I’ve been thinking about how spiders work in the context of black box web application scanners.
On a very basic level all the spider does is regex for href attributes which are part of the same domain, enqueues them, visits them and so on and so forth.
There becomes a point when there must be a cut off point, and you simply can’t follow every href forever. This is partly achieved by setting link depth, keeping a memory of the depth of the links checked and go no further than the cut off point. This helps set a certain limit, but with link depth alone, a spider can still take a hell of a long time to complete.
What if the following scenario happens:
http://www.example.com/date.php?day=1&month=1&year=2011 http://www.example.com/date.php?day=2&month=1&year=2011 http://www.example.com/date.php?day=3&month=1&year=2011 http://www.example.com/date.php?day=4&month=1&year=2011 …
Our link depth would be rendered useless and we would be potentially stuck in an infinite loop as the day/month/year values continue increasing until PHP hits some type of limit.
To resolve the above problem we simply only visit a certain path/page x amount of times. If we have seen the date.php page more than 20 times, move on, don’t visit it again. That solves that problem.
Now. This is where my my question lies.
We have some Search Engine Optamisation at play with url rewriting.

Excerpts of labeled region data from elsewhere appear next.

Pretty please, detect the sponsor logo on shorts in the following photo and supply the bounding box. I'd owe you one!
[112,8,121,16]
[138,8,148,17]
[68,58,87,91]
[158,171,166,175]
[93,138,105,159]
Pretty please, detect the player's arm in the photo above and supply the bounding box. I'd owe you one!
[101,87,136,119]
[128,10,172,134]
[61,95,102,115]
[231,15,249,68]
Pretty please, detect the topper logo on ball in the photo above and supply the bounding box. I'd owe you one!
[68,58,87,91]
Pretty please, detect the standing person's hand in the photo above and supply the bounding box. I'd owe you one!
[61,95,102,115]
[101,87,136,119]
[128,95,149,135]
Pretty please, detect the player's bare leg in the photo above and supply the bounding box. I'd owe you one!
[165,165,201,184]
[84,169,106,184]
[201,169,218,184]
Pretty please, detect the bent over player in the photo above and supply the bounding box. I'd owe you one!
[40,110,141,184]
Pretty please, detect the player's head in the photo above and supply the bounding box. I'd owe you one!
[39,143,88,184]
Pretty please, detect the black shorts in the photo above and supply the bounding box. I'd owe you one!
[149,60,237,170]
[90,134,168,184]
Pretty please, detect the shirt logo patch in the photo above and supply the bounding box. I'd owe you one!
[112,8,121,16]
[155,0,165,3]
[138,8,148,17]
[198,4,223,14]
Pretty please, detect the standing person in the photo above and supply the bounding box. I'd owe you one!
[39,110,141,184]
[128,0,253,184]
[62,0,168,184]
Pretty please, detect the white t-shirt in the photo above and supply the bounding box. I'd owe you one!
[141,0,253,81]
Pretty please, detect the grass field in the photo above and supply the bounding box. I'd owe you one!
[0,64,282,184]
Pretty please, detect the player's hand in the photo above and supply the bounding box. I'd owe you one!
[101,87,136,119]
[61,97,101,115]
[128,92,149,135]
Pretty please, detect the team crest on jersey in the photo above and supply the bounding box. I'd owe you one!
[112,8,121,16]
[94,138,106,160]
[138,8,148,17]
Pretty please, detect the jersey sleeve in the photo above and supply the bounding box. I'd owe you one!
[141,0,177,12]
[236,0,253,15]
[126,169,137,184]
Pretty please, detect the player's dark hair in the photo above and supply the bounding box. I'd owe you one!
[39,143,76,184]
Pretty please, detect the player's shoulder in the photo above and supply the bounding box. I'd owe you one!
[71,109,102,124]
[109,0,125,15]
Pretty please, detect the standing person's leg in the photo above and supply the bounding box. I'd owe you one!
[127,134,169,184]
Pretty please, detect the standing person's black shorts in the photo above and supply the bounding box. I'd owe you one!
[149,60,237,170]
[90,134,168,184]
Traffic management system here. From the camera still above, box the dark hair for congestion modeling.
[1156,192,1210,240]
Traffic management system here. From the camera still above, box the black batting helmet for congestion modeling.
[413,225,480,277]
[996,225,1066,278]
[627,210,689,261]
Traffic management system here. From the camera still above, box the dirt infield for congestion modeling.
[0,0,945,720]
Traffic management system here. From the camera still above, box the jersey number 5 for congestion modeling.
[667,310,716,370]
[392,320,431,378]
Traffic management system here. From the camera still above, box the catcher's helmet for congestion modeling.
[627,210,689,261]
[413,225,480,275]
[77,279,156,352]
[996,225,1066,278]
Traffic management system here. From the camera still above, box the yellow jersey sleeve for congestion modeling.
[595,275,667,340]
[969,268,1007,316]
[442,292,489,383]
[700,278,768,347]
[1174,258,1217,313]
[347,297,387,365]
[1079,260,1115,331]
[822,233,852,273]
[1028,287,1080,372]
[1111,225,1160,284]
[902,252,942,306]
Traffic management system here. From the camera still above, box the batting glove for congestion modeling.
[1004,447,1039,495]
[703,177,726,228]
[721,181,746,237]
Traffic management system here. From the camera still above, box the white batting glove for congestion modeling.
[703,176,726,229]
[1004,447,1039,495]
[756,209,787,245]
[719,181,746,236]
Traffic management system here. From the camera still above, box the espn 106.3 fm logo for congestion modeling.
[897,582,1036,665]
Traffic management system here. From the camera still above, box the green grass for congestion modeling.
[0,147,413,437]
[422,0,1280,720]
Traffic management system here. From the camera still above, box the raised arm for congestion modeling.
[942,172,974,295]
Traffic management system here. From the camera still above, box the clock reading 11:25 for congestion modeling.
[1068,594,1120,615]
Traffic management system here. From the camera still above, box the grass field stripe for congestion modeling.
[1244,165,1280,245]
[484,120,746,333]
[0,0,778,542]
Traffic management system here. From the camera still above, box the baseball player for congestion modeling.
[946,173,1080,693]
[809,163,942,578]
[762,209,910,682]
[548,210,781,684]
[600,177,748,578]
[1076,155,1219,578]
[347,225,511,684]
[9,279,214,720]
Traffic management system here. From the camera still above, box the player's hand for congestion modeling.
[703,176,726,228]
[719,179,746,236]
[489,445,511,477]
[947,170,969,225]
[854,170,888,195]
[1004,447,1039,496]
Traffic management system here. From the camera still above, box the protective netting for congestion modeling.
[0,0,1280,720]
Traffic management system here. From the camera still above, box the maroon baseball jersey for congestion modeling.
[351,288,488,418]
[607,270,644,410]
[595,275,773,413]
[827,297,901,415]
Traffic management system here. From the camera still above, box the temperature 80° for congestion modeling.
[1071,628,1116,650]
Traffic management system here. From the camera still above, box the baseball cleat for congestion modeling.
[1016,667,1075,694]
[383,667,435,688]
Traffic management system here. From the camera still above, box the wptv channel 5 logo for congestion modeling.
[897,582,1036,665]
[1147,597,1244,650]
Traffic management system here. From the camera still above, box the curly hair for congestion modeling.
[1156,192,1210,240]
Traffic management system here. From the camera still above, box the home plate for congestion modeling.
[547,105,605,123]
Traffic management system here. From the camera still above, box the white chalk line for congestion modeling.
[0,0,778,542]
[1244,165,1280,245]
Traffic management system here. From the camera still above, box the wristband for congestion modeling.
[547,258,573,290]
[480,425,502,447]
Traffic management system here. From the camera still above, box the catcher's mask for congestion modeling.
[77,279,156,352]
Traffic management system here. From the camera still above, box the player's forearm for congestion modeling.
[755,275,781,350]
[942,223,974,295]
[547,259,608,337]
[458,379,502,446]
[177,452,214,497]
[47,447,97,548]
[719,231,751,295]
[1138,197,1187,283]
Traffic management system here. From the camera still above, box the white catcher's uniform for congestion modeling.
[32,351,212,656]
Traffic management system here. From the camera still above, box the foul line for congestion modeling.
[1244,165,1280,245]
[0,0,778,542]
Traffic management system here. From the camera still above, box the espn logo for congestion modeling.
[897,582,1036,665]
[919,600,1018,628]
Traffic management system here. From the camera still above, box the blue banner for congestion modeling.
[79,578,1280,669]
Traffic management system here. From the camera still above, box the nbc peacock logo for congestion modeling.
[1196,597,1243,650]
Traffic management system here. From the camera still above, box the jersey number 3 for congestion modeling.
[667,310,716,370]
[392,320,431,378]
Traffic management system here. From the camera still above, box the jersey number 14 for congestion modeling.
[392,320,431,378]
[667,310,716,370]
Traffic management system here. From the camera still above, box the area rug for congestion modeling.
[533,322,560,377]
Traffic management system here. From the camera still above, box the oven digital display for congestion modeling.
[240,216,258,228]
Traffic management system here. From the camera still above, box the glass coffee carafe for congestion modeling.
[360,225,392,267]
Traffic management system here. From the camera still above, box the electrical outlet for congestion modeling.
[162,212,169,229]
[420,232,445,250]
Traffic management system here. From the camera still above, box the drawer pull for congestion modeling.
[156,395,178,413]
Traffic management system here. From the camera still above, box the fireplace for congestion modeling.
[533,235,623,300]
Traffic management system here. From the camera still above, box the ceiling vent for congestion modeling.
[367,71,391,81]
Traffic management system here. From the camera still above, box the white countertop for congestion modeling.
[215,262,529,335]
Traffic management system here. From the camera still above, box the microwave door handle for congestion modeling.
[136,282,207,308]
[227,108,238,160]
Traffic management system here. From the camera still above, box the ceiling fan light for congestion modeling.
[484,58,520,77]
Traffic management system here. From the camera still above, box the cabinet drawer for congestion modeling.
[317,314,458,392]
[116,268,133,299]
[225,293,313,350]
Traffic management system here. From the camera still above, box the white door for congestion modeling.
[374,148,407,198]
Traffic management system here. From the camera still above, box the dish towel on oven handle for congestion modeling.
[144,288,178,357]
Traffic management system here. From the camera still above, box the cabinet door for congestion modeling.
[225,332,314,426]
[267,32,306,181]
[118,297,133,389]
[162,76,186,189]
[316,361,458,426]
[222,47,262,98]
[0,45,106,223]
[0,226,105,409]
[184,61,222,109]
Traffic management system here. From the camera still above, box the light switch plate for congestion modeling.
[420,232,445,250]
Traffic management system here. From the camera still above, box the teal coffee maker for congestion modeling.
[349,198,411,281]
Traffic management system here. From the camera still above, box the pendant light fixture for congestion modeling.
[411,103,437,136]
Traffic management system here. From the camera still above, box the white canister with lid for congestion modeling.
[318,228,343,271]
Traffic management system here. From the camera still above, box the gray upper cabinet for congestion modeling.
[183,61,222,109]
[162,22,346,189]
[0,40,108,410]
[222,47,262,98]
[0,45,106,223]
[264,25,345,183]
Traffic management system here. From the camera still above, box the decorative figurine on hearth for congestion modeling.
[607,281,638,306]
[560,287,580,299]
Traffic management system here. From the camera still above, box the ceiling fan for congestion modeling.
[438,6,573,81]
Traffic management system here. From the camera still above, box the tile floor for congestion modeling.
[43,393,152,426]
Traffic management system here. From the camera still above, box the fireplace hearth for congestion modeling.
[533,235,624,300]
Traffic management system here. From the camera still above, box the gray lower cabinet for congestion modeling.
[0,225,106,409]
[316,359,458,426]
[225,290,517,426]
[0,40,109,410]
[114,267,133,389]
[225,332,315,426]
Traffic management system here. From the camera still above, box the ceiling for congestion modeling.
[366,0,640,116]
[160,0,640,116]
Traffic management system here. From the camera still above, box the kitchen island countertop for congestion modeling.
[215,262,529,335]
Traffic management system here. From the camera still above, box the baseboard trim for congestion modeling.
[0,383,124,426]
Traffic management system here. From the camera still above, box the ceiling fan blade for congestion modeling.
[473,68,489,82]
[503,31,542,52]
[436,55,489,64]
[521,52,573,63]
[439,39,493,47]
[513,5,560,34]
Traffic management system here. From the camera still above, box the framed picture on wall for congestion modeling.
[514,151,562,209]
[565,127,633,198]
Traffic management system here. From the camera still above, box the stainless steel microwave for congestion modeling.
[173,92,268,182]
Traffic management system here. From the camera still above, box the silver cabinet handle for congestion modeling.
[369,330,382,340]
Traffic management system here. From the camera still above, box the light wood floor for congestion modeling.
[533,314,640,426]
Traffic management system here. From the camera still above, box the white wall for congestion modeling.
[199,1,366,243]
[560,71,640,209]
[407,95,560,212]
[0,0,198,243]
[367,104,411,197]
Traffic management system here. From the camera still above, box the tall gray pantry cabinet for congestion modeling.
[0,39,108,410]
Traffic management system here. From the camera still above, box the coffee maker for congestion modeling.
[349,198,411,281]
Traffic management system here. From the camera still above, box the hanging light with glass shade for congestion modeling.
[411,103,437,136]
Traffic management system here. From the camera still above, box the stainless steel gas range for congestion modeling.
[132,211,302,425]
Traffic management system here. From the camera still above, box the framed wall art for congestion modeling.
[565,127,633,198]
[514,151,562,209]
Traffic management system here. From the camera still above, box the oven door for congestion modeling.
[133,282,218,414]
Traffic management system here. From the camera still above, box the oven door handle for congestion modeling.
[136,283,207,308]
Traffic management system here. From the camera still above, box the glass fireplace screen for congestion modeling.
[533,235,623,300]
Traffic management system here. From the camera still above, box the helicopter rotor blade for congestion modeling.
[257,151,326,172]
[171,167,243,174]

So, if we take the above example url, we have:
http://www.example.com/date.php?day=1&month=1&year=2011 => http://www.example.com/1_1_2011.html http://www.example.com/date.php?day=2&month=1&year=2011 => http://www.example.com/2_1_2011.html http://www.example.com/date.php?day=3&month=1&year=2011 => http://www.example.com/3_1_2011.html http://www.example.com/date.php?day=4&month=1&year=2011 => http://www.example.com/4_1_2011.html …
Now, again our spider will get stuck in an infinite loop.
The one solution I have thought of is the following but not sure if it will work or if there are better ways of doing it.
We strip all non html tags from the html response body, create a hash and then use the hash to compare all future pages against, if we see the hash more than x times, move on, don’t visit again.
Is this how web spiders overcome the above problem?
the hash value of two pages will almost always vary if only one single character changes. Stripping all HTML elements will not help here. Using hashes can be a way to detect exact duplicates of pages, but it will fail to detect near-duplicate pages. Search engines will be very interested in crawlers that can detect near-duplicate pages as good as possible.
Here are some links, that may be helpful or give some insights:
To infinity and beyond? No! - Google Webmaster Central Blog (August 2008) Discusses the problem of “infinite spaces”, like calendars. http://googlewebmastercentral.blogspot.com/2008/08/to-infinity-and-beyond-no.html
Google Patents, Updated - William Slawski (February 2011) http://www.seobythesea.com/?p=5114 Huge collection of links to Google patents, the section “Duplicate Content Patents” contains also patents on near-duplicate content detection.
Duplicate Content Issues and Search Engines - William Slawski (June 2006) http://www.seobythesea.com/?p=212
New Google Process for Detecting Near Duplicate Content - William Slawski (February 2008) http://www.seobythesea.com/?p=999
In the last article I found a link to a paper by Michael O. Rabin (from the Rabin-Miller-Test): Fingerprinting By Random Polynomials http://www.xmailserver.org/rabin.pdf
I hope that there is something that you find helpful. Bill Slawski’s blog is generally a good ressource on search engine patents.